The newsreader’s voice is hypnotic; updates from the White House in America, the stock exchange, a protest about climate change planned for Dublin city centre, no news on a young man who has been missing in Cork city for over a week. Her heart sinks at the last news item, but the woman who would have abandoned everything else to find that young man existed in a different life. Now, she sits with her dog on her lap and a brandy in one hand, happy to have escaped it all.
Her eyelids begin to close. But something startles her into alertness; a name. The newsreader’s baritone continues as it had before, but the words cause her to sit up straight. She feels her heart rate spike, a thudding that burns uncomfortably, her pulse sounding loud inside her head. The TV screen is blurring; she blinks rapidly and rests one hand heavier on Mutt’s fur, the other gripping the crystal glass like a vice.
‘A spokesperson from the psychiatric hospital has
confirmed that Mr Cox died suddenly earlier today. His conviction for several murders in 1994 and his subsequent incarceration in Cork—’
She’s breathless, fear tightening around her throat, dread that the news report might show photographs of him or even a film reel. Her heart is still pounding fast and hard, and she knows seeing James Cox again, even just a photograph, will be her undoing. And worse still, she might be in that photograph. Julia hadn’t intended to reach for the remote and change the channel but now she is watching highlights from a recent football match and beginning to breathe easier.
He’s dead.
Mutt stirs and she feels his eyes on her. His mouth twitches, anxious. He knows her moods by now. She pulls his face close and kisses him gently.

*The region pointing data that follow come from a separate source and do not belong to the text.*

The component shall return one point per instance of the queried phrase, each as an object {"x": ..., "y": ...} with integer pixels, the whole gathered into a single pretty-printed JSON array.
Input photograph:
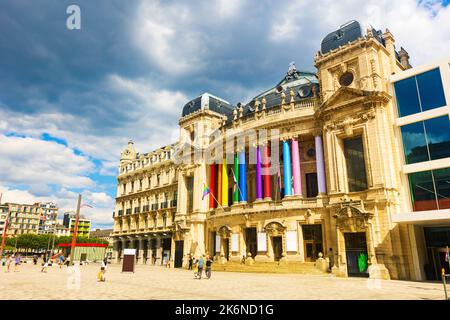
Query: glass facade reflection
[
  {"x": 420, "y": 93},
  {"x": 426, "y": 140},
  {"x": 430, "y": 190}
]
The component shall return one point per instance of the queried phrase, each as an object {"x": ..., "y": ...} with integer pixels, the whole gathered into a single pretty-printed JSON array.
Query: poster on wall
[
  {"x": 291, "y": 241},
  {"x": 234, "y": 242},
  {"x": 262, "y": 242},
  {"x": 217, "y": 244}
]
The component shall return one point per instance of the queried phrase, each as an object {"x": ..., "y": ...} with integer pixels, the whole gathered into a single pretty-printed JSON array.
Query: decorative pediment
[
  {"x": 224, "y": 231},
  {"x": 352, "y": 216},
  {"x": 275, "y": 229},
  {"x": 346, "y": 96}
]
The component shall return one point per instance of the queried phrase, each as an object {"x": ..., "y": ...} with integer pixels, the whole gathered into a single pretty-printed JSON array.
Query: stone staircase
[{"x": 269, "y": 267}]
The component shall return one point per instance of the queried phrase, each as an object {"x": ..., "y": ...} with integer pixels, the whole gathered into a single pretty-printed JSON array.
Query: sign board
[
  {"x": 129, "y": 252},
  {"x": 217, "y": 244},
  {"x": 234, "y": 242},
  {"x": 129, "y": 258},
  {"x": 262, "y": 242},
  {"x": 291, "y": 241}
]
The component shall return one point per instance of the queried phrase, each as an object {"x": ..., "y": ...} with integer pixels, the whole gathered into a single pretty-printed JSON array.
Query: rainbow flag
[{"x": 205, "y": 192}]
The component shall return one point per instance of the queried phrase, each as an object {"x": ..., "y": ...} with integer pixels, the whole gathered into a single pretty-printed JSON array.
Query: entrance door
[
  {"x": 277, "y": 243},
  {"x": 226, "y": 247},
  {"x": 251, "y": 242},
  {"x": 166, "y": 250},
  {"x": 179, "y": 253},
  {"x": 312, "y": 239},
  {"x": 356, "y": 253}
]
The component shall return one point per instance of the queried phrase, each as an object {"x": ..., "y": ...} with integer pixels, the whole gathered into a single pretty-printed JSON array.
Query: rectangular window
[
  {"x": 430, "y": 190},
  {"x": 426, "y": 140},
  {"x": 430, "y": 89},
  {"x": 356, "y": 167},
  {"x": 419, "y": 93},
  {"x": 407, "y": 97}
]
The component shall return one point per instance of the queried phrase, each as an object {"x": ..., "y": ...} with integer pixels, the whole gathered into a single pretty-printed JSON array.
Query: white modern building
[{"x": 422, "y": 127}]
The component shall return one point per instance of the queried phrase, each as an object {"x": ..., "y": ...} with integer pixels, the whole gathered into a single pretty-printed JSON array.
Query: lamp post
[{"x": 75, "y": 229}]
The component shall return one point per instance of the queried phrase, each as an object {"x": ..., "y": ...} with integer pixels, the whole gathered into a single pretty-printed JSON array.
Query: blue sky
[{"x": 70, "y": 100}]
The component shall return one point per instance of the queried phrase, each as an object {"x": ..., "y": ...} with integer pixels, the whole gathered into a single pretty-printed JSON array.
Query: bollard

‘It’s all right, my little scruff. We might sleep easier tonight. The monster is dead.’
But she doesn’t sleep; she rarely does. With the dog breathing deeply and curled at her feet, she sits at a small desk in the second bedroom, the blue-white glow of the screen lighting up the room. She doesn’t feel the cold of the night. Her fingers tap the keys of her laptop, finding news articles, pausing to skim-read, searching for more. It’s almost thirty years since his arrest, and as the night passes, she relives that day as if it were yesterday. As the darkness fades into the weak light of dawn, she reads and rereads, then searches again.

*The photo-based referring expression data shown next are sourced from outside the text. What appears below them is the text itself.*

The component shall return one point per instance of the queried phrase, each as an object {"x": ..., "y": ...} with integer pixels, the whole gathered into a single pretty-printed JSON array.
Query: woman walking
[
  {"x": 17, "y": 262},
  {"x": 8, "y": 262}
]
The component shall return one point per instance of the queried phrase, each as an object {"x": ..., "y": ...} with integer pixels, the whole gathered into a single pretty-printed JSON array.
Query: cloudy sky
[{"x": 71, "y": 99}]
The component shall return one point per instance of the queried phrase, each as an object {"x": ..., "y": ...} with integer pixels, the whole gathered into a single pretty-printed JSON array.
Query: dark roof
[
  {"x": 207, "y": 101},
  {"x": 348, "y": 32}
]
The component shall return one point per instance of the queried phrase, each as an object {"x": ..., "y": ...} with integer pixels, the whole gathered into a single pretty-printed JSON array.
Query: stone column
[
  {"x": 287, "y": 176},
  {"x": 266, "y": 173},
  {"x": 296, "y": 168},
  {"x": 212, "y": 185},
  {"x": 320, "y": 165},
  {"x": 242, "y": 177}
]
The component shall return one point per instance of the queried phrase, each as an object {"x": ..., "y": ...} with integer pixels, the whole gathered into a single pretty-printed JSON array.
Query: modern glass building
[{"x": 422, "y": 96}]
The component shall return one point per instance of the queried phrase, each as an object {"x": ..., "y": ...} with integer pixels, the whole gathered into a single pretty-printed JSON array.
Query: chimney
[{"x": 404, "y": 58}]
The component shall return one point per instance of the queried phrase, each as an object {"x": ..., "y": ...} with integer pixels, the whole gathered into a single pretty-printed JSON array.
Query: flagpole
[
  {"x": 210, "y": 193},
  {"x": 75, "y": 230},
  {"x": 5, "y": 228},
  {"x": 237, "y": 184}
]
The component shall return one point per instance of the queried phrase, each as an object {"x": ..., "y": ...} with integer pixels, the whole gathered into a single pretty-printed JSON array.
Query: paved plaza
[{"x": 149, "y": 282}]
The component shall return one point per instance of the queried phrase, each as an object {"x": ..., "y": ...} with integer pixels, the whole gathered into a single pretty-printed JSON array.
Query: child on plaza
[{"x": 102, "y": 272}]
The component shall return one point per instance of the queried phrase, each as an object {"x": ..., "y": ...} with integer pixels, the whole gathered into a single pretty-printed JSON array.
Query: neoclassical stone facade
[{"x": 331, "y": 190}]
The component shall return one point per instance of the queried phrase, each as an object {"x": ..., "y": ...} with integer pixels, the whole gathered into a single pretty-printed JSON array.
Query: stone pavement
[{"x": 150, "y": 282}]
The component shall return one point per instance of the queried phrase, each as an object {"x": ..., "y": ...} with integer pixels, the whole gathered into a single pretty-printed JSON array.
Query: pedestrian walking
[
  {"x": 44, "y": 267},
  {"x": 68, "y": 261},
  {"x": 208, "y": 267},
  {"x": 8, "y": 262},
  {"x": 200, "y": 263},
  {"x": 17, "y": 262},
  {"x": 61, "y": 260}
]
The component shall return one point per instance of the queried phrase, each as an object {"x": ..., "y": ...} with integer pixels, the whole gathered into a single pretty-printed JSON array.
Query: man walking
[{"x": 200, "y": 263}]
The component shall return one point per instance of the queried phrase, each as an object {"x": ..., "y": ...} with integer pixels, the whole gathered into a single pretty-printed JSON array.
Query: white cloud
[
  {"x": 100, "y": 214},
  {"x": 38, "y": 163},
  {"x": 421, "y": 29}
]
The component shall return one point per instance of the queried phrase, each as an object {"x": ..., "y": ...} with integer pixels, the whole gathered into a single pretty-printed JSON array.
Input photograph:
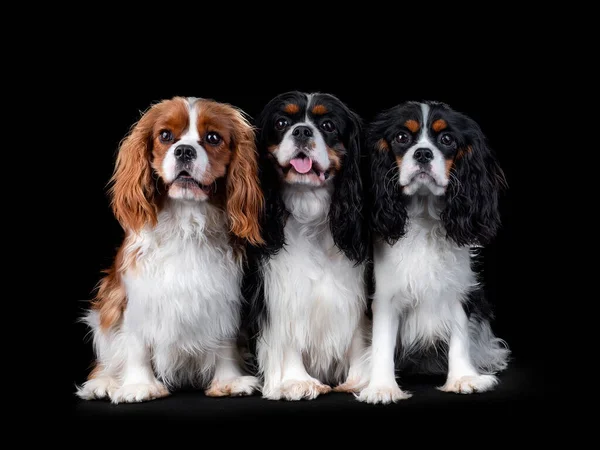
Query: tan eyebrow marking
[{"x": 412, "y": 125}]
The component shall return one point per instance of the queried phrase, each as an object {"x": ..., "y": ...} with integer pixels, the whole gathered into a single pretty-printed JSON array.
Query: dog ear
[
  {"x": 388, "y": 213},
  {"x": 347, "y": 219},
  {"x": 244, "y": 196},
  {"x": 471, "y": 215},
  {"x": 274, "y": 214},
  {"x": 133, "y": 190}
]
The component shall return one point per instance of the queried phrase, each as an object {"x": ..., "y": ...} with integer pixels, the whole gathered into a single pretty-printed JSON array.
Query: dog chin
[
  {"x": 307, "y": 179},
  {"x": 424, "y": 184},
  {"x": 187, "y": 190}
]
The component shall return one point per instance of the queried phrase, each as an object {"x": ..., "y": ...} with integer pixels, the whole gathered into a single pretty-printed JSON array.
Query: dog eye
[
  {"x": 165, "y": 136},
  {"x": 402, "y": 137},
  {"x": 328, "y": 126},
  {"x": 213, "y": 138},
  {"x": 281, "y": 124},
  {"x": 446, "y": 139}
]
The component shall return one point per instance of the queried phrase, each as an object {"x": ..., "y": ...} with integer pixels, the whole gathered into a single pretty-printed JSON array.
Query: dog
[
  {"x": 167, "y": 313},
  {"x": 434, "y": 188},
  {"x": 309, "y": 293}
]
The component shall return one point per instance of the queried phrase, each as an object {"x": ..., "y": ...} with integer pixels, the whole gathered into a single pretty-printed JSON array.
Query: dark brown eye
[
  {"x": 213, "y": 138},
  {"x": 166, "y": 136},
  {"x": 402, "y": 138},
  {"x": 281, "y": 124},
  {"x": 446, "y": 139},
  {"x": 328, "y": 126}
]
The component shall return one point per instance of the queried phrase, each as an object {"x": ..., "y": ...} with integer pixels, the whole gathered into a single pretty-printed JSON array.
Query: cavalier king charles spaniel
[
  {"x": 434, "y": 187},
  {"x": 309, "y": 288},
  {"x": 167, "y": 313}
]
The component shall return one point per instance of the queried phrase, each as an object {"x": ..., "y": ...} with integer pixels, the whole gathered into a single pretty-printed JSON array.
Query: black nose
[
  {"x": 185, "y": 153},
  {"x": 302, "y": 132},
  {"x": 423, "y": 155}
]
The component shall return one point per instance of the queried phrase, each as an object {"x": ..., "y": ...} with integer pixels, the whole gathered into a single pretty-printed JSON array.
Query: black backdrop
[{"x": 491, "y": 95}]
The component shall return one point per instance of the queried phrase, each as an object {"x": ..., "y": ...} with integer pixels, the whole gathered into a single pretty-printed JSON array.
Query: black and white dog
[
  {"x": 434, "y": 187},
  {"x": 311, "y": 294}
]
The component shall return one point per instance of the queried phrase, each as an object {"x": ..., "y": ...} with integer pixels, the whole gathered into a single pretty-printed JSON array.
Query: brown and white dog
[{"x": 167, "y": 313}]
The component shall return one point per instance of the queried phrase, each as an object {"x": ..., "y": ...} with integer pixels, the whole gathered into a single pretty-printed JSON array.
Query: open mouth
[
  {"x": 303, "y": 165},
  {"x": 185, "y": 180}
]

He is dead. It’s confirmed by all the major news stations; cause of
death is a suspected heart attack, more details to follow. She allows her eyes to rest on the image of his face just once. He was handsome, in a way. A strong jaw, a high forehead, small, light-coloured eyes. He had benefitted from the best mental health care the state could offer, yet he was never released. She has been grateful for that mercy every day for decades.

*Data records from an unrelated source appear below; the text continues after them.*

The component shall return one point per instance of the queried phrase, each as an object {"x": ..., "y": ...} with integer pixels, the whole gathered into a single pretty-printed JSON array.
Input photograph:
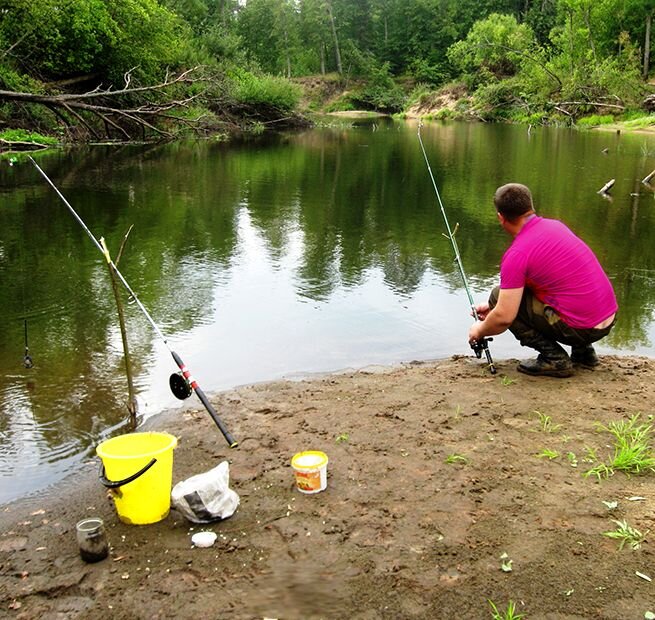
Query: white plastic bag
[{"x": 206, "y": 497}]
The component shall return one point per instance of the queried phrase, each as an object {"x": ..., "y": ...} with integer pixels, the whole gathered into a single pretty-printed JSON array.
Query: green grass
[
  {"x": 632, "y": 454},
  {"x": 625, "y": 534},
  {"x": 509, "y": 614}
]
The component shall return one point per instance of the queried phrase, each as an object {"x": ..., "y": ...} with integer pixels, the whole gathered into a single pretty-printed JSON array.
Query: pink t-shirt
[{"x": 562, "y": 272}]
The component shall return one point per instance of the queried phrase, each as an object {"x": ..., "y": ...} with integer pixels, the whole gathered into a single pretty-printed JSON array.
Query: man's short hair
[{"x": 513, "y": 200}]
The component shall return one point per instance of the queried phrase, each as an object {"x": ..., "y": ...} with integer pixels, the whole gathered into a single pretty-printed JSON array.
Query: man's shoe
[
  {"x": 544, "y": 367},
  {"x": 584, "y": 356}
]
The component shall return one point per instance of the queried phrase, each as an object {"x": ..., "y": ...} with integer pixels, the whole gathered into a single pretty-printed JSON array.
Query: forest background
[{"x": 75, "y": 70}]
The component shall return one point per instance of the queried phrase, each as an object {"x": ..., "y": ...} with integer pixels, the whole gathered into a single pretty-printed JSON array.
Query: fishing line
[
  {"x": 182, "y": 383},
  {"x": 479, "y": 346},
  {"x": 28, "y": 362}
]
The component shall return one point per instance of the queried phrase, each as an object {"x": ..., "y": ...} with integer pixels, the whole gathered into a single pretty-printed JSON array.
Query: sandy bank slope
[{"x": 399, "y": 532}]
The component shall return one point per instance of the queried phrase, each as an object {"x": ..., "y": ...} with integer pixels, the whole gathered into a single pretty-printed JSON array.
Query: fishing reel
[
  {"x": 179, "y": 386},
  {"x": 479, "y": 346}
]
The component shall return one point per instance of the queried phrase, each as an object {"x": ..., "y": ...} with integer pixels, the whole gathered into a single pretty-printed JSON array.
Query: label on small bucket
[{"x": 311, "y": 471}]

Her head feels fuzzy. She resists the urge to trawl through archived newspaper articles detailing the worst of James Cox; she doesn’t need the words and images on a screen to remember the names of his victims, their faces, their families’ grief. Now that he’s dead, will those families have peace?
Will she?
Experience has taught her that now is not the time to relax. The media will dredge up the past again, will force the country to relive his crimes in all their gruesome detail. It will be a frenzy, less than it was thirty years ago, perhaps, but it will consume the front pages for a while. Will the articles mention her name? Will they show photographs of her? She can’t see why not. She and Cox are forever entwined, even in death.
This chapter of my life is over, she thinks, closing the laptop with a soft click, her eyes on Mutt, who is sleeping soundly, his weight reassuring and warm against her ankles. She just has to keep her head down for the next week while the media run their stories and it will all blow over.
Perhaps then she can finally lay the ghost of James Cox to rest.
Perhaps now she can stop being afraid of the dark.